Beyond Pencils and Paper: Preparing Kids—and Parents--For a Vastly Different School Year
We are mere days from the start of an unprecedented school year. Summer’s end, and the start of a fresh academic year, always bring about a range of emotions—excitement, angst, anxiety and anticipation—for parents and kids alike. How do we prepare ourselves and our children, both pragmatically and emotionally, for a school year on the horizon that is fraught with such a lack of definitiveness?
More than anything else, our children depend on our direct communication, candor and emotional attunement. Let’s have open conversations with them in these final days leading up to September that help normalize their experience, and provide room for them to share their concerns without fear of our reactivity. You may wish to prepare them for a re-entry adjustment period; after so many months of family and home-time, children and parents alike will need to adjust to being apart, and being back in brick-and-mortar structures, for stretches of time. It may also be healthy to go over the possibility of school beginning and then returning to virtual, should the virus return, and to discuss the many steps being taken to reduce the probability of that taking place. Speaking about emotions and situations we are likely to experience in advance builds connectedness, reduces anxiety, and helps our children to understand that they are not alone with their big feelings. We can be transparent about our own difficulties confronting uncertainty.
Like me, you have probably spent much of the summer asking yourself the “million-dollar question”: To send, or not to send? Perhaps you are now questioning that decision or experiencing self-doubt in your choice. That yellow bus, rambling down the road around September 1, whisking our children away for a year of social, emotional and intellectual development and scholastic achievement has always been something we can count on. Eek! Scratch that. No wonder so many of us have experienced tension, decision fatigue and stress. A steady and reliable system of infrastructure has been stripped down, tossed around, and reassembled in a way we don’t recognize. As parents, we are managing our own grief, frustration, fear and projections, while trying to model composure and instill confidence in our kids.

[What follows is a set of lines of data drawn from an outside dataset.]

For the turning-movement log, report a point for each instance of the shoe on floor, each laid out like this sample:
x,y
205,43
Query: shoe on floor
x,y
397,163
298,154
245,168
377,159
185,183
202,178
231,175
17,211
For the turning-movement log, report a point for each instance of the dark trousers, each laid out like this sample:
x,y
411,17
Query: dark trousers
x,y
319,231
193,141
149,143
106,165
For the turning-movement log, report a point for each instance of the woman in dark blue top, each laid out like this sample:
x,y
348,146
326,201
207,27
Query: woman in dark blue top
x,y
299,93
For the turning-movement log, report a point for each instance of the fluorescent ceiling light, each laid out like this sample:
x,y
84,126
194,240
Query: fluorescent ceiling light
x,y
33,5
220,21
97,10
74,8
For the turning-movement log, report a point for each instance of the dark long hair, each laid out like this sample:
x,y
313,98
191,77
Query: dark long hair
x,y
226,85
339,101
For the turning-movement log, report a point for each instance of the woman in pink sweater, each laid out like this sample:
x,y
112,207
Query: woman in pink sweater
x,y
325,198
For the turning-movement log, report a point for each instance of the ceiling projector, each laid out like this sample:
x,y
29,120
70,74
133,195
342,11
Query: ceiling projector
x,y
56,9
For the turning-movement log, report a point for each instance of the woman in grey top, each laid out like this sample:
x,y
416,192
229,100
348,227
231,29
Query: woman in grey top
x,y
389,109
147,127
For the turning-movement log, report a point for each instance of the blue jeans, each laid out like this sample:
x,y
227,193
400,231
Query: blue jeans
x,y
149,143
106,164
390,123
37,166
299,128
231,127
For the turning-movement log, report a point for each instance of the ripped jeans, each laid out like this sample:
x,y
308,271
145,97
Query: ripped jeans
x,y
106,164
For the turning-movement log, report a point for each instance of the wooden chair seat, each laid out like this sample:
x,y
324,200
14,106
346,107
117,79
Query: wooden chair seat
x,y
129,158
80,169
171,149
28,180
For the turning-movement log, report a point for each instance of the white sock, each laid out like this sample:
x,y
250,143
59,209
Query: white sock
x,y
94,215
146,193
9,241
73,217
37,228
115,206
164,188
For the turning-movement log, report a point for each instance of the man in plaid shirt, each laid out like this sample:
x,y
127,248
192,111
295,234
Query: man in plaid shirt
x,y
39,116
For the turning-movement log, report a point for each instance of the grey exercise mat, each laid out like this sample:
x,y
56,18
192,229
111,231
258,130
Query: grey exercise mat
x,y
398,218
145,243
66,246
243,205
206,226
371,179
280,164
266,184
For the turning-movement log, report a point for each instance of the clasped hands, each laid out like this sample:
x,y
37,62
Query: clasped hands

First, I think we all could use a hug. We are each doing our best to ensure a safe and smooth path for our children, in uncharted waters, and therefore it has never been more important to be gentle with ourselves and each other. Second, I would like to suggest a courageous way of looking at this unusual school year. What if we attempted, both individually and collectively, to lean in to the uncertainty of these times? If I had to call out essential qualities for an effective life, I would use three words: Adaptiveness, flexibility and resilience. If I asked you to reflect, you would likely tell me that your biggest obstacles were what cultivated your character, and ultimately, produced your greatest results. I think we all theoretically agree that challenges force us to take a step back to examine what is working or not working in an objective way. In fact, I’m certain that, for you and I both, this recent reflection has already bred creativity and resourcefulness beyond what we all thought we were capable of.
While there are questions that no one can yet answer, we can focus on aspects that we can control. We can also remind our kids that unknowns are a part of life, and that while we don’t always like them, we do need to regulate through them. Be it in-person learning, distance learning, homeschooling pod, private tutor, or a hybrid model…we will each rise to the occasion this academic year. We’ve got this. We’re equipped.